1. Cardholders Deserve Protections against Arbitrary Interest Rate Increases.

- Requires card companies give cardholders 45 days notice of any interest rate increases.

- Gives cardholders the right to cancel their card and pay off their existing balance at the existing interest rate and repayment schedule if they get hit with an interest rate hike; gives cardholders 3 billing cycles after the rate increase to say no to these new terms.

- Prevents card companies from retroactively increasing interest rates on the existing balance of a cardholder in good standing for reasons unrelated to the cardholder's behavior with that card (the so-called "universal default" rate increase).

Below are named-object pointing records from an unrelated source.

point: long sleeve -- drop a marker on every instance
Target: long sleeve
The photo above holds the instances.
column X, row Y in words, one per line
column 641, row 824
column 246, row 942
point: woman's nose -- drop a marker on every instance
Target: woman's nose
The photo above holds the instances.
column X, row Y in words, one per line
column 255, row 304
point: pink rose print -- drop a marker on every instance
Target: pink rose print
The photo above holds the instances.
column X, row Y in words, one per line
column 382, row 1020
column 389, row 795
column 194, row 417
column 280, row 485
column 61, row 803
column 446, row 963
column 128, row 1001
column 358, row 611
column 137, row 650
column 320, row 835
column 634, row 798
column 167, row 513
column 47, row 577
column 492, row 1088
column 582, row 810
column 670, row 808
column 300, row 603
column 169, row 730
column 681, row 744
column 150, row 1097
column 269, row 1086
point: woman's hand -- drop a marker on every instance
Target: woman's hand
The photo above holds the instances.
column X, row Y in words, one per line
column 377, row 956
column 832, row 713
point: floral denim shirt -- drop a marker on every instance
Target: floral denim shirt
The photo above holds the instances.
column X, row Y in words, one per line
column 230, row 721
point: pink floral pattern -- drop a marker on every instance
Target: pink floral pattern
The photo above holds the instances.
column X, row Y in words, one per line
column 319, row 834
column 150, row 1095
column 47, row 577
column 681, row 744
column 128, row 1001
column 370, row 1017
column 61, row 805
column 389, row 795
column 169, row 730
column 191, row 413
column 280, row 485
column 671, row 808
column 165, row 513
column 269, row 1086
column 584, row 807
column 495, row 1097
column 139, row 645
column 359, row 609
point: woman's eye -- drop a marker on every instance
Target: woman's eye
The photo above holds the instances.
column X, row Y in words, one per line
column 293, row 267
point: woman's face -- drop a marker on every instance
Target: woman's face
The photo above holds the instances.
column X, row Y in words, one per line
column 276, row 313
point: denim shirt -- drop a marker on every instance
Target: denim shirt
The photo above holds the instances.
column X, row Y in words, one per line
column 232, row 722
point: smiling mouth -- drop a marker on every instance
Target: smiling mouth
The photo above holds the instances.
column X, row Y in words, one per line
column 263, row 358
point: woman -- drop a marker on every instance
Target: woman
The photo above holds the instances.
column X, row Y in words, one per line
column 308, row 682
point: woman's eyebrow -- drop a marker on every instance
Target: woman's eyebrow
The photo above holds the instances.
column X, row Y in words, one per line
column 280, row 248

-  Prohibits card companies from arbitrarily changing the terms of their contract with a cardholder, banning the so-called practice of "any-time, any-reason re-pricing."

2. Cardholders Who Pay on Time Should Not Be Penalized.

- Prohibits card companies from charging interest on debt that is paid on time during a grace period. This prevents the so-called "double-cycle billing" practice.

-  Prohibits card companies from slapping fees on the remaining interest-only balance of a cardholder who has paid his/her bill on time.

3. Cardholders Should Be Protected from Due Date Gimmicks.

-  Gives cardholders time to pay their bills by requiring card companies to mail billing statements 25 calendar days before the due date (14 days is the current minimum).

-  Requires that payments made before 5 p.m. EST on the due date are considered timely.

-  Directs card companies to provide on every statement, a phone and internet address that a cardholder can access for payoff balances.

- Prohibits card companies from charging late fees when a cardholder presents proof of mailing his/her bill within 7 days of the due date.

4. Cardholders Should Be Protected from Misleading Terms.

- Prevents card companies from using terms such as "fixed rate" and "prime rate" in a misleading or deceptive manner by establishing single, set definitions of those terms.

- Gives cardholders who get pre-approved for a card the right to reject that card up until the moment they activate it without having their credit adversely impacted.

5. Cardholders Deserve the Right to Set Limits on Their Credit.

- Requires card companies to offer consumers the option of having a fixed credit limit that cannot be exceeded.

- Prevents card companies from charging over-the-limit fees on a cardholder with a fixed credit limit.

6. Card Companies Should Fairly Credit and Allocate Payments.

- Directs card companies to fairly allocate payments on balances at different interest rates. Many card companies currently require cardholders to pay off a lower interest rate balance first.

7. Card Companies Should Not Impose Excessive Fees on Cardholders.

- Limits the amount of "over-the-limit" fees card companies are allowed to charge to 3. Some card companies currently charge limitless fees for going over credit limits.

8. Vulnerable Consumers Should Be Protected From Fee-Heavy Subprime Credit Cards.

- Requires that all fees for subprime cards, whose total fixed fees over a year exceed 25 percent of the credit limit, be paid up front before the card is issued. These cards are generally targeted to vulnerable consumers.

9. Congress Should Provide Better Oversight of the Credit Card Industry.

- Improves existing data collection on industry profits, as well as card fees and rates; requires this information to be presented to Congress every year.